The Great Neck Library.

The goal of the meetings with staff members was to learn more about the perceived space needs of various departments. This is a give and take process, because in some cases programmatic needs may require additional space or may benefit from a reconfiguration of existing space and innovative technology fixes.

If all the space need suggestions of the staff were realized, the plan would need to add 16,000 square feet to the design. Eventually, the full board with public input will need to make the hard decisions of making compromises between programmatic needs and fiscally prudent and achievable renovations.

The architects also compiled a listing of all items currently in the collections in each department and calculated the linear feet that would be needed to display them. They also figured the differences in high-density and low-density displays. For example, in high-density displays, each shelf would be utilized fully while in low-density displays, the bottom shelf and the highest shelf, both more difficult to access for many people, would not be used nor would each shelf be tightly packed.

Decisions about low or high-density shelving make a big difference in determining the total square footage additions of a renovation.

There was a brief discussion of whether or not the mezzanine, which is supported by the book stacks, will remain as a library feature.
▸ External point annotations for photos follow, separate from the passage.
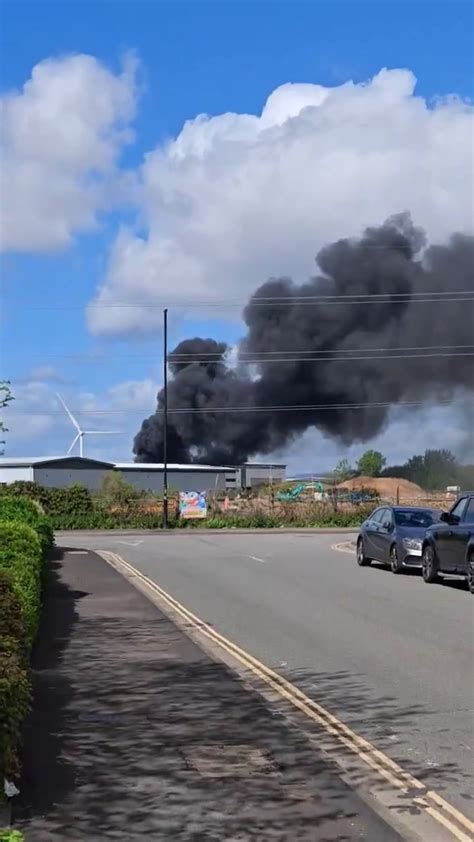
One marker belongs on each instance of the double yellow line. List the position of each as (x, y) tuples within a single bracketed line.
[(459, 825)]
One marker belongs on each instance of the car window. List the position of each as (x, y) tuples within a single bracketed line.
[(469, 513), (415, 519), (458, 509)]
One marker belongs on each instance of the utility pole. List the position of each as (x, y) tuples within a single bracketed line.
[(165, 418)]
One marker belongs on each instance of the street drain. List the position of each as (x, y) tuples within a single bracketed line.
[(219, 761)]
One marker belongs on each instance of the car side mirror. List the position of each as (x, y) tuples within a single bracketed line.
[(447, 517)]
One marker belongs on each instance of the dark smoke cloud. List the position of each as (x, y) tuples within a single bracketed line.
[(384, 260)]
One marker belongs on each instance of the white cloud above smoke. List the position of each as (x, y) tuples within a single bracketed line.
[(38, 425), (61, 138), (236, 198)]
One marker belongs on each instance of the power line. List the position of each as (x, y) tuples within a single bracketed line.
[(327, 350), (448, 297), (239, 409), (98, 357), (258, 360)]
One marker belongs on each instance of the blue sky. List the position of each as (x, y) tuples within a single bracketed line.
[(192, 58)]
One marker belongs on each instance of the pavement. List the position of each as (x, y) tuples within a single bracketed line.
[(137, 734), (388, 655)]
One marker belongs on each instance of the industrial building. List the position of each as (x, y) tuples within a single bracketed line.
[(64, 471), (252, 474)]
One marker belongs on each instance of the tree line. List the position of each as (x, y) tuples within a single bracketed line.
[(433, 470)]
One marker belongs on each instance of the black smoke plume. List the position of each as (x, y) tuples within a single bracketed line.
[(350, 341)]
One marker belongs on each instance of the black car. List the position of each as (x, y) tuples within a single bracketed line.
[(448, 546), (394, 535)]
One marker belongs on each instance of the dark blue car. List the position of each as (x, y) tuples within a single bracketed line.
[(394, 536)]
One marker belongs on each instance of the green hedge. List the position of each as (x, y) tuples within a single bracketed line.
[(26, 536), (74, 508), (15, 690), (30, 512), (21, 555)]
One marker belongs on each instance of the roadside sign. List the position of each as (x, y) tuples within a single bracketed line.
[(192, 505)]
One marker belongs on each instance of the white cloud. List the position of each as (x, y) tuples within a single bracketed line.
[(61, 137), (236, 198), (38, 425), (45, 374)]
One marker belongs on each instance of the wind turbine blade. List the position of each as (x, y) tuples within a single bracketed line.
[(102, 432), (71, 416), (73, 443)]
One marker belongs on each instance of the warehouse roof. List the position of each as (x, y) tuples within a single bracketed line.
[(30, 461), (172, 466)]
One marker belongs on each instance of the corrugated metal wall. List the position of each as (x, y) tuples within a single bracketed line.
[(23, 473)]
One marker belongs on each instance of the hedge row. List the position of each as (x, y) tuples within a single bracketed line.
[(75, 508), (26, 536)]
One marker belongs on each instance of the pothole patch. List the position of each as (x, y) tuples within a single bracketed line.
[(224, 761)]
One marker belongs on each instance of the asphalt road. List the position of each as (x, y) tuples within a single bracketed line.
[(389, 655)]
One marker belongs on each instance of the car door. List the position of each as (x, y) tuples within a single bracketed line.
[(380, 535), (384, 535), (461, 534), (445, 538), (372, 528)]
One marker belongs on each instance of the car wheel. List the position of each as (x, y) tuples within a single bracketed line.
[(429, 565), (362, 559), (470, 573), (396, 565)]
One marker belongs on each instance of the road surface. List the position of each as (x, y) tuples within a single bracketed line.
[(388, 655)]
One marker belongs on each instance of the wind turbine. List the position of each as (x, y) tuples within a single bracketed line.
[(81, 433)]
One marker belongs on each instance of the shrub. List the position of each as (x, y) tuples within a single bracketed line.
[(28, 512), (21, 556), (63, 502), (15, 691), (11, 615)]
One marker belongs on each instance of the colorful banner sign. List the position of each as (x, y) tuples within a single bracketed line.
[(192, 504)]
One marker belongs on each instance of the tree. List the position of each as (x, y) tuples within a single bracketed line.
[(343, 470), (435, 470), (5, 398), (371, 463)]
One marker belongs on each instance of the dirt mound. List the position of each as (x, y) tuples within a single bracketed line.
[(385, 486)]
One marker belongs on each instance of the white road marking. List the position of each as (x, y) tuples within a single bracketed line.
[(344, 547), (131, 543)]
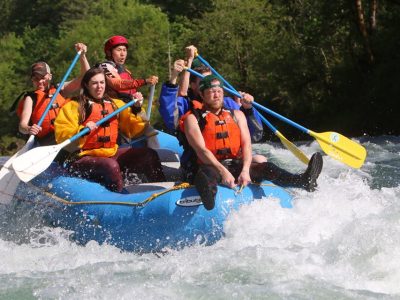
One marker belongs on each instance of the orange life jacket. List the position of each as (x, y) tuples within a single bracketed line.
[(40, 101), (105, 136), (221, 132)]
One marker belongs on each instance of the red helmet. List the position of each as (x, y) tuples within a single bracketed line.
[(115, 41)]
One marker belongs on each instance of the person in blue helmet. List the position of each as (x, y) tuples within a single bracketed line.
[(175, 98)]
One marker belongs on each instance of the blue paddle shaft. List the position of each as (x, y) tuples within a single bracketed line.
[(234, 92), (86, 130), (59, 88), (280, 117), (216, 73)]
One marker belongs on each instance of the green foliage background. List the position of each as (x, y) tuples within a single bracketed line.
[(304, 59)]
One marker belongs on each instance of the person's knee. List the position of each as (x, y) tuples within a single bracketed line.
[(110, 167), (257, 158)]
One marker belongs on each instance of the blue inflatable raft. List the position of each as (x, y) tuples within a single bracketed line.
[(146, 217)]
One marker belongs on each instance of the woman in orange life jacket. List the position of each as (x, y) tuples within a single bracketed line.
[(121, 83), (221, 141), (99, 157), (34, 104)]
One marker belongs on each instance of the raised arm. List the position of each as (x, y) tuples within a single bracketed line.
[(171, 106), (74, 85), (245, 142), (184, 83)]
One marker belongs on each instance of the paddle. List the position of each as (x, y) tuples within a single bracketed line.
[(35, 161), (8, 179), (150, 104), (289, 145), (332, 143)]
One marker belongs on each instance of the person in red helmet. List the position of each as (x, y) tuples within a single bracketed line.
[(122, 85), (120, 80)]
Mr. Heuberger said that he believes the mezzanine will still be needed to house the collections, but that it could be reconfigured by bisecting it, turning it by 90 degree angles and constructing a sky light in the center of the roof to provide natural lighting. He indicated that it might be ideal to raise the roofline by about 5 feet to accomplish this.
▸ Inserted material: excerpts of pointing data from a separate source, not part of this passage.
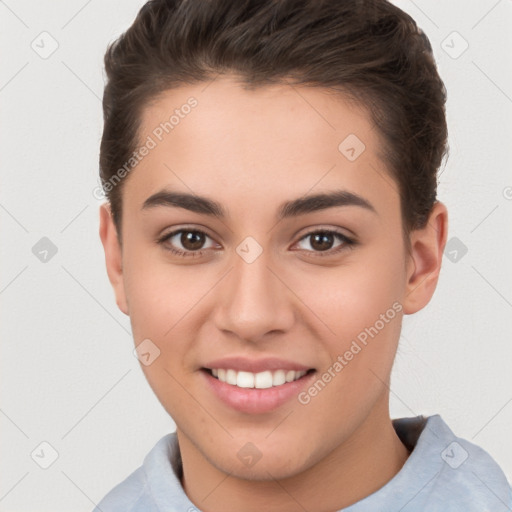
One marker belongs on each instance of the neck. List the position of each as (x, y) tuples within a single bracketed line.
[(358, 467)]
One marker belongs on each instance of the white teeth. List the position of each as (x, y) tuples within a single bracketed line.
[(231, 377), (261, 380), (245, 380), (278, 378)]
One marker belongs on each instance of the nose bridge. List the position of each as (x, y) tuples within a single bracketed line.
[(254, 301)]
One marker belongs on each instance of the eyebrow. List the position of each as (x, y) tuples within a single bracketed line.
[(293, 208)]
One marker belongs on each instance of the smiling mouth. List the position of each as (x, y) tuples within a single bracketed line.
[(262, 380)]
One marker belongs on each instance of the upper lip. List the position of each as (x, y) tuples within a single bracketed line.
[(255, 365)]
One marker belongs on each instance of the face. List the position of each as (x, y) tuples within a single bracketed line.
[(233, 273)]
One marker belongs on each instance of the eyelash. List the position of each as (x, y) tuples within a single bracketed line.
[(348, 243)]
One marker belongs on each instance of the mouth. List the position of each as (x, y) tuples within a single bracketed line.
[(261, 380), (256, 393)]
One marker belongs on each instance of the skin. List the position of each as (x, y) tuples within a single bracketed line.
[(251, 151)]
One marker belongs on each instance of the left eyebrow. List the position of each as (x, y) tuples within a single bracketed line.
[(293, 208)]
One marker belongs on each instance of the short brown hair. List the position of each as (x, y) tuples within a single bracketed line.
[(369, 50)]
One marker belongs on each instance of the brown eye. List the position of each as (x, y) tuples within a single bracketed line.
[(185, 242), (192, 240), (323, 241)]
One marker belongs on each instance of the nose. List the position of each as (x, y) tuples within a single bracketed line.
[(255, 302)]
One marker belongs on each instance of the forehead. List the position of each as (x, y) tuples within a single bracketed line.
[(219, 138)]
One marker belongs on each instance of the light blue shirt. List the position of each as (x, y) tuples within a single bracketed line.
[(442, 474)]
The architects and some of the board members will have an informal meeting with Town of North Hempstead Supervisor Jon Kaiman on April 20.

The next meeting of the building committee is April 23 at 7:30 p.m. in the multi-purpose room. The first public feedback meeting is on April 28 at 7:30 p.m. in the community room. The architects will present their preliminary findings and will ask patrons for their responses and ideas.

A brief survey has been developed to help the board ascertain the preferences of the public in setting priorities for the renovation. The survey will be available in the May edition of the library bulletin and will be available online.